Questões Sociais 1. Entre os poderes efectivos do Presidente da República (PR), figura a competência para “dissolver a Assembleia da República” (alínea e) do artº 133º da Constituição). Este poder é considerado metaforicamente uma “bomba atómica”, porque permite ao PR fazer cair, ao mesmo tempo, a Assembleia da República (AR) e o Governo.

Trata-se de um poder discricionário que, praticamente, não está sujeito a nenhumas condições de peso. Implica a audição prévia dos partidos, representados na AR, e do Conselho de Estado, mas os respectivos pareceres não são vinculativos.

Para além disso, as condicionantes previstas noutra norma da Constituição (artº 172º nº 1) respeitam apenas a datas: “A AR não pode ser dissolvida nos seis meses posteriores à sua eleição, no último semestre do mandato do PR ou durante a vigência do estado de sítio ou do estado de emergência”.

2. Duas críticas (entre outras) se podem fazer a este poder presidencial: a de que ele é verdadeira-mente absoluto; e a de que se presta a utilização partidária.

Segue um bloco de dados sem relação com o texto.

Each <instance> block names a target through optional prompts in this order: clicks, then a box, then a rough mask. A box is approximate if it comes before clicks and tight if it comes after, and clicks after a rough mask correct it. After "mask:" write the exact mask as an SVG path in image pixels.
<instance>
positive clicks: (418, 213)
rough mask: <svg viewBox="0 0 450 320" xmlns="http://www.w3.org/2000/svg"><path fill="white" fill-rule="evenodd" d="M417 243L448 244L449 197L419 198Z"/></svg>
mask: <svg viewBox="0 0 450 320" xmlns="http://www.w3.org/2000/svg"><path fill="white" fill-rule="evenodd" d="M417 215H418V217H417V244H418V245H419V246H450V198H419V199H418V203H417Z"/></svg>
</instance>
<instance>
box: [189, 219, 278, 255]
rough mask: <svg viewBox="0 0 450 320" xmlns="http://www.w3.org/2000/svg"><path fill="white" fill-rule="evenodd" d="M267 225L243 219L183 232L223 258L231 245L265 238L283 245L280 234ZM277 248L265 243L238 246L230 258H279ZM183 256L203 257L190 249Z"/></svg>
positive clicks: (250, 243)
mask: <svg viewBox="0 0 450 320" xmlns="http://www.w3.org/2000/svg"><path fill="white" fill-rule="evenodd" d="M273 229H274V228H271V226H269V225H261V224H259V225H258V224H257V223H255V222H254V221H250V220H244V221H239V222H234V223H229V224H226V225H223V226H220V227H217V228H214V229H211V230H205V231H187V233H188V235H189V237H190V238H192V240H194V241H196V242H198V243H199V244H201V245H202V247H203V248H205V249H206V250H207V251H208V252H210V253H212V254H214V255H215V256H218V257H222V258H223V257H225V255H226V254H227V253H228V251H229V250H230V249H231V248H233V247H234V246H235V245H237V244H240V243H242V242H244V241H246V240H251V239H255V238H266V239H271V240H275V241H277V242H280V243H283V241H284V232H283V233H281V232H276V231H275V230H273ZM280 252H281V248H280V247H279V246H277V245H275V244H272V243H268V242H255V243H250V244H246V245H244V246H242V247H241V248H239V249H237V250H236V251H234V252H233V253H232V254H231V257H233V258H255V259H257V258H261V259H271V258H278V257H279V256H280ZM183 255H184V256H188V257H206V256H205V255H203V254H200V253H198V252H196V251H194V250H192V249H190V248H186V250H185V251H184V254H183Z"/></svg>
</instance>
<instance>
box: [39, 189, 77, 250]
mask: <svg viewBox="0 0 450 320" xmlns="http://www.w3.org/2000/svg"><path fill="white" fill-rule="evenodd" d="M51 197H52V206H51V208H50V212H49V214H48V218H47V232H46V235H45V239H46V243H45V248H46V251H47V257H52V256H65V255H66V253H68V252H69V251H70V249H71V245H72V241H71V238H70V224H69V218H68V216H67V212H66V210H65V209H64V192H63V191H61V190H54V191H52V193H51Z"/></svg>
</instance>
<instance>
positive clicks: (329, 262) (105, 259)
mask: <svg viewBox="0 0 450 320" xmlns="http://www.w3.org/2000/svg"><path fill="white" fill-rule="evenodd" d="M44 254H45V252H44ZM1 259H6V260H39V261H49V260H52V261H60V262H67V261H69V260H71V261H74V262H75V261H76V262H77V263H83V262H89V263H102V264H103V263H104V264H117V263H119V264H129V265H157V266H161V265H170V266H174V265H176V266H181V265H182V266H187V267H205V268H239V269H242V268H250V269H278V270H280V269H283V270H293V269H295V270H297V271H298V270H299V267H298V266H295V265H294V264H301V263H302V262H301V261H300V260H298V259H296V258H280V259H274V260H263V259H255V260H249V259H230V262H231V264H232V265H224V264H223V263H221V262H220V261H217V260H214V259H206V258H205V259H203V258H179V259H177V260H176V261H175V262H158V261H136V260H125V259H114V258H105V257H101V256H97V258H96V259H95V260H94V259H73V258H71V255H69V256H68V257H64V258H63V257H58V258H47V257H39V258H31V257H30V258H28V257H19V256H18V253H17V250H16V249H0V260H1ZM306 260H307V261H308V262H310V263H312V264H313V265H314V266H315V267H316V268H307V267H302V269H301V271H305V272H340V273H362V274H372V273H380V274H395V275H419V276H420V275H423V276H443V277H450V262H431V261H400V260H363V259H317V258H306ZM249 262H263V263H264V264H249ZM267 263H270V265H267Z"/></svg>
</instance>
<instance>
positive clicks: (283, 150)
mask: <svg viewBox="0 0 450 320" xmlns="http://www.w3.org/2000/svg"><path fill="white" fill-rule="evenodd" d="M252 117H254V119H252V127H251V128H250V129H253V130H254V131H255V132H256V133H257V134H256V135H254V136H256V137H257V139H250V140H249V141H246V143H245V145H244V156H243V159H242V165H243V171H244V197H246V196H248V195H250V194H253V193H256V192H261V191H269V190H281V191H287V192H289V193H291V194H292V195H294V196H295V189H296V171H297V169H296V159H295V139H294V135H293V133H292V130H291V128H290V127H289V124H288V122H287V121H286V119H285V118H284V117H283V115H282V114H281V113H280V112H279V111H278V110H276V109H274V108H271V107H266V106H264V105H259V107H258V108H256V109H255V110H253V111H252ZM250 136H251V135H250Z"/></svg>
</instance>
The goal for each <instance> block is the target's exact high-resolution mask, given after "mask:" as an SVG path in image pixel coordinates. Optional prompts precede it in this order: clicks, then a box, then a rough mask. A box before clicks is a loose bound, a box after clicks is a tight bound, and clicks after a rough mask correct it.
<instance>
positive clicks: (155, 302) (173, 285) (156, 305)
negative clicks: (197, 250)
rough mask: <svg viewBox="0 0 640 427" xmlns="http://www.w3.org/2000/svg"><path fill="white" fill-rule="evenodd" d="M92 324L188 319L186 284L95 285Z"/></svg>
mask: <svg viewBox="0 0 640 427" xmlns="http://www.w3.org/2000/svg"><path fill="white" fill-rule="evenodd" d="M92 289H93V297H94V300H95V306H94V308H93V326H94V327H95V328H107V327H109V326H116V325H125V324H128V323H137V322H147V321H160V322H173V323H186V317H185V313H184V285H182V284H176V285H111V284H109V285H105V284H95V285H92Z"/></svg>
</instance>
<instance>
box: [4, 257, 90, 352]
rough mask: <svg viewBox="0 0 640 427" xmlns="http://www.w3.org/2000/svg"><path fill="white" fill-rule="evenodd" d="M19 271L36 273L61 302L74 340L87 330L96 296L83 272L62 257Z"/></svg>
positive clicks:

Antes e depois de 1974, nunca deixou de existir a propensão para o poder absoluto. Por isso, aquela competência presidencial configura-se como resquício de tal poder.

O risco de partidarização decorre do facto de o PR utilizar, eventualmente, esta competência a favor de um ou mais partidos e contra outros. Tudo se agrava quando existe maioria absoluta na AR, capaz de viabilizar um Governo estável: em tal circunstância, o PR ao optar pela dissolução da AR, permite-se não só afastar essa maioria mas também menosprezar o povo soberano, de que ela dimana para cumprir o seu mandato de cerca de quatro anos (nº 1 do artº 171º da Constituição).

Para que tão forte competência presidencial não se configure como poder absoluto e partidarizável, seria necessária a fixação constitucional das razões que podem determinar o seu exercício.